The Winning LieLast week the GOP gave us a number of speakers drawing attention to the fact that Sen. McCain supported the Iraq war strategy known as "the surge", and that Sen. Obama did not. At times their criticism of Obama based on spurning the surge sank to the level of mockery.
Typically the speaker would say something about Obama declaring the war as lost and refusing to support the surge, at which point the crowd would boo loudly. They would follow this up and receive even louder cheers by saying that McCain supported the surge and now we are winning. There we find the lie.
The claim that we are winning in Iraq is a wonderful example of political misuse of our language. Winning, you understand, means being better off in some way, than you were before entering the competition.

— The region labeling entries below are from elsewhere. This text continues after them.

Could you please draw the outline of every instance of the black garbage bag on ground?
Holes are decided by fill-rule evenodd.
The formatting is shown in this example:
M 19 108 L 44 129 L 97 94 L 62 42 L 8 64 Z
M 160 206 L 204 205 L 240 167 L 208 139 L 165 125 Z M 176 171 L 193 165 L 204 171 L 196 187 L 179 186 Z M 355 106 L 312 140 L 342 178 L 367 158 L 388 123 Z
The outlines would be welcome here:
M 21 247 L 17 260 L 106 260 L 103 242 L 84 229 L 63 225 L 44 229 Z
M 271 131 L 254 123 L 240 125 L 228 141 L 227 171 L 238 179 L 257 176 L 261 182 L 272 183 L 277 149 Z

About nine months ago, I had a serious car crash. The Ford Explorer I was driving (not too well, apparently) was totaled when I drove it into a tree. That impact got its start about one hundred meters away, where I drove over some ice covered by a thin layer of snow at the beginning of a left turn. At that point I lost control of where the car was going. My attempts at correction were either futile or over compensating. The car and I crossed the left lane of the two lane road and nearly hit a fence on that side of the road, but continuing in a nearly straight line we crossed the road and went head on into a tree on the right side. After the jolt, I was nearly overwhelmed by the sound of the horn blaring and the gunpowdery smell of the airbag propellant. I was alive and relatively uninjured ~ no hospital visit was required.
Our nation's experience in Iraq since 2003 has been like my adventure in the Explorer: poorly planned; an ineffective reaction to a precipitating event; involving unexpected results; loud; smoky; and, not fatal (except to the 4100 soldiers who have died in Iraq, and whom we are trained to ignore).
There is no way to win a car wreck. And there is no way to win a war. When you drop the first bomb, you are merely admitting that you have lost.
Oh, the one difference between the car crash and the war in Iraq: the tree survived my assault without any apparent harm.